The next morning, he woke up to second degree burns on his feet. A truly terrible, and unfortunate workplace incident. However, the worst part about all of this, was that a similar event occurred five years prior at the same company. No one on my site knew about it. To me this signified a severe lack of the right tools. We had to come up with a better system. All of the lessons learned software available was for people in the office, and only being used on desktops. Nothing being designed for the people in the field, this had to change, and it still needs to change.
R-14 is attempting to design software for the field hand, get the data into the hands of the men that do the work to keep them safe, and allow them to thrive at work.
Why Lessons Aren't Learned
And how we're solving it with 5 steps.
Collecting Data. No one likes to admit failure or admit to making a mistake, and this can deter people from submitting good lessons.

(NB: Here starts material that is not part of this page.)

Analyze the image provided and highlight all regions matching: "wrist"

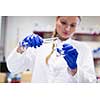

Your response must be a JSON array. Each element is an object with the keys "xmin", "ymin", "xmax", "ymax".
[{"xmin": 67, "ymin": 67, "xmax": 77, "ymax": 76}]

Take the barriers away that prevent people from submitting incidents.
The two best ways we've found is the small task of creating a non-punitive culture. (Kidding it's a bit of work).
The other way is making submission of incidents anonymous.
All Lessons Are Not Created Equal. In most databases all lessons are weighted evenly, leaving the user with many irrelevant lessons.
We rank our lessons, and allow you to do the same.
Quit filling your database with lessons where nothing can be learned or prevented.
Quality over Quantity.
Get Specific. Many lessons use non-actionable steps, and don't make for a good plan forward.
Do not use the words "Be safer", that helps no one.
Get Specific on what needs to happen to prevent the event. If you cannot. Get it out of there.
Think about what actions to take.
Avoid the Black Hole. It can be daunting to look for the specific lessons that apply to you.
Have a good filter system. Our system filters down by #tags. You can continue searching through #tags to find exactly what you're looking for.
Link to each lesson. When creating procedures you can link to each lesson and save it for later.
Put it in the hands of everyone, not just people in the office. Get our app and share lessons.
Truly Retain. Constantly review all of the lessons.
People need reminders more than being taught.
Gamify this process. It doesn't have to be a dread.
Daily lessons, and daily activities.
Reward the daily user.
Missions & Values
Reduce Injuries. Save Money. Equip teams.
We operate using these principles that have been proven to provide success in life and in business.
Deep Integrity - Doing the right thing even when no one else will know.
Create the future - Don't sit idly by waiting to safely arrive at death, accept the risk and get in the game.
Protect individual creativity and freedom - allow people to make mistakes, and have fun at work.
Action and Innovation - Constantly growing, improving and experimenting.
Excellent results - High performance. Not working for ourselves, but for the good of our fellow man.
Honesty and Open-mindedness - Telling each other the truth, even when it hurts; Then being willing to accept that criticism.